The Quarterly No. 58 - April 2006
The Great Bank Note Paper Robbery, 1861-1862 - Ian Dye
A comprehensive article covering the origins of the crime from early 1858, the events at Messrs Portals and Co Laverstoke mills during 1861-62, to the trial and its outcome. Concentrating on primary sources, consisting of testimonies which relate to different parts of the events, the author attempts to re-cast these into one chronologically sequential story.
13 pages, tables
Early Experiments with Rag Substitutes
Short article reprinted from The World's Paper Trade Review 1910 showing there was a significant interest in finding substitute materials for rags at the end of the 18th century.
An Introduction to Turkey Mill - MJ Fuller
A brief account of the setting in which Turkey mill, Maidstone, worked and prospered, being transformed from a small fulling mill into one of the most important paper mills in the land. The earliest documented reference is 1629, it was converted to a paper mill some time in the late 17th century and operated till closure in 1976. The mill has now been converted into office suites, virtually all the original buildings have been retained.
5 pages, illustrated
History of Paper Test Instrumentation Part Three: Liquid Absorption Testers - Daven Chamberlain
Continuing this comprehensive and in-depth study of paper testing instruments, this part covering liquid absorption testers. Techniques and instruments used can be split into two main groups: those that seek to saturate the paper with the test liquid, and those that look mainly at surface phenomena. This article covers both sets of tests and instruments that have not been described previously.
7 pages, illustrated
Le Club de La Buse - Ian Hendry
During the German occupation of Belgium in the Second World War many paper mills were closed. Printers were issued with coupons, called 'Bons W6', which they exchanged with paper makers for paper. Regular weekly meetings between printers and paper merchants became known as 'Le Club de La Buse'. The 'Buse' continued on after the war.

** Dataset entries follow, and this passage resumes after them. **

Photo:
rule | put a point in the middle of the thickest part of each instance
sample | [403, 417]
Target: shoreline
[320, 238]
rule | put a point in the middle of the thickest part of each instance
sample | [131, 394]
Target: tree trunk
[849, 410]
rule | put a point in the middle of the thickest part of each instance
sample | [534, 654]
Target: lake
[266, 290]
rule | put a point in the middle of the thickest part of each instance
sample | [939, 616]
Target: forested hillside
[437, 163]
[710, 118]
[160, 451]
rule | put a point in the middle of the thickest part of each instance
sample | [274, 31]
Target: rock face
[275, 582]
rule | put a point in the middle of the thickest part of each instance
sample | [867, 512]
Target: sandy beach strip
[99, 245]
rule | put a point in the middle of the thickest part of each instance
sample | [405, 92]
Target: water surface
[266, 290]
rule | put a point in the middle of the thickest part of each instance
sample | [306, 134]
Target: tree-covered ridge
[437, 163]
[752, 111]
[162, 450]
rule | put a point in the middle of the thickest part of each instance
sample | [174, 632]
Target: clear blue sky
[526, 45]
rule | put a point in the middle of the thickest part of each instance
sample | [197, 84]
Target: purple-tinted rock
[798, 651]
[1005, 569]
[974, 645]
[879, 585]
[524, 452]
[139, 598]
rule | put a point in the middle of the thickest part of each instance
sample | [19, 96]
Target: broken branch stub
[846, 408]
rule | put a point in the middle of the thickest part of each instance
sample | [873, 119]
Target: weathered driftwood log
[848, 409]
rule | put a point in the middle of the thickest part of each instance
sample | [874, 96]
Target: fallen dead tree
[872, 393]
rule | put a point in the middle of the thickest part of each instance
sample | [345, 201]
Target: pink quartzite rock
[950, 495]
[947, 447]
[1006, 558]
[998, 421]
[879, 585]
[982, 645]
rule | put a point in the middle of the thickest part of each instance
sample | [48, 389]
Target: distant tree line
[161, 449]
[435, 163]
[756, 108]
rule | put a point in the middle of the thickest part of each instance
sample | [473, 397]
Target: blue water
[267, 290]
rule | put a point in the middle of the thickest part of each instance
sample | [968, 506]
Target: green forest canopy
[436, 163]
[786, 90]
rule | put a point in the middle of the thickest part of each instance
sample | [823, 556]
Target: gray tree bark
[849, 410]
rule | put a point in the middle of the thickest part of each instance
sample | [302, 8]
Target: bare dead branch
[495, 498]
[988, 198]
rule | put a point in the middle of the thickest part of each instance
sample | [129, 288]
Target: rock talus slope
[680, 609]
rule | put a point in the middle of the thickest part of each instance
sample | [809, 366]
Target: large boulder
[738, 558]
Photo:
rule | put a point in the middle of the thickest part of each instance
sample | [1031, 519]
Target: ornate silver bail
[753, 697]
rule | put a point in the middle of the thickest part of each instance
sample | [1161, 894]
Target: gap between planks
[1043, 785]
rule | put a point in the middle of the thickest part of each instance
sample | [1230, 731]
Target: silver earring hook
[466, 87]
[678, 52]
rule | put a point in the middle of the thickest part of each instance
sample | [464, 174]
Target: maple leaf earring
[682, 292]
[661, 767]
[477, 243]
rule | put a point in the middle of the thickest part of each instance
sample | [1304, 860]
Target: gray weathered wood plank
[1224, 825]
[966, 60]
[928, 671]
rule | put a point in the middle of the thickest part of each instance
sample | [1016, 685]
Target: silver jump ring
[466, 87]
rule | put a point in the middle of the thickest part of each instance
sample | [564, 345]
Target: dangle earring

The Conservation and Reproduction of Colin Campbell's Vitruvius Britannicus - Julie Fitzgerald
Vitruvius Britannicus was published in three volumes between 1715 and 1725. Volume II was published in 1717 and contains 200 intaglio prints of British country houses. This article describes the examination and conservation of this extensively damaged volume and subsequent digital copying.
6 pages, illustrated
In Memoriam - Rémy John Barcham Green
Rémy Green (1912-2004) was the fifth generation of the Green family to run Hayle Mill, Maidstone. During his term as Managing Director he moved the mill from from being dependant on hand-made paper with the introduction of a small cylinder mould machine. He adapted this to produce industrial and scientific filter papers. He also worked with bookbinders and paper restorers, developing papers to meet their needs. Green's 105 Lens Tissue sold all over the world and was eventually recognised as also being suitable for paper repairs. He contributed greatly to paper history, working closely with EJ Labarre and Edo Loeber and was a founding member of the National Paper Museum. He was a long standing member of both the International Paper Historians and the British Association of Paper Historians.
Tropical Fibrous Plants for Paper, Textiles, etc.
A reprint of an article from The World's Paper Trade Review, 1912, showing a machine that, with suitable alteration, could be used for preparation of various plants for either paper-pulp or textile uses.
3 pages, illustrated
Millbank Paper Mill (Excise Number 213) - Mike Malley
Article following the fortunes of Millbank paper mill, Partington, near Warrington for over two hundred years. The author explores how the location of this mill, and the two other mills on this site, was chosen to best utilise water power. Furthermore, he identifies how changes in the watercourse influenced the mill's development.
4 pages, illustrated
Oxfordshire Mills part 1: Eynsham Mill - Frances Wakeman
The story of this mill from when it was converted to a paper mill in 1682 till closure in 1892 and eventual demolition in the early part of the twentieth century. The author records in detail the changes of ownership and occupancy and also paper types produced at the mill. There is also an appendix listing owners and papermakers from the 1841, 1851, 1861 and 1871 census returns
5 pages, illustrated, appendix
Liebig Cards - Paper Making
The Liebig Company started publishing collectors' cards in about 1870 for publicity, the last were produced in 1975. The set illustrated is from 1932 and depicts scenes of papermaking, the original French text on each card has been translated.
3 pages, illustrated
Description of a Paper-Drying Apparatus Employed at the Imperial Paper Mill of Peterhoff, in Russia, Invented by Mr. William Reed
Short article reprinted from two issues of the Mechanics' Magazine, Museum, Register, Journal and Gazette, 1829, which gives a contemporary account of the development of the paper-machine during the early decades of the 19th century.
3 pages, illustrated
The Papermaker - Johannes and Casper Luiken. Translated by JM Banfield
Short poem by Jan Luiken the famous engraver and poet on the conversion of rags to paper, in both original Dutch and English translation.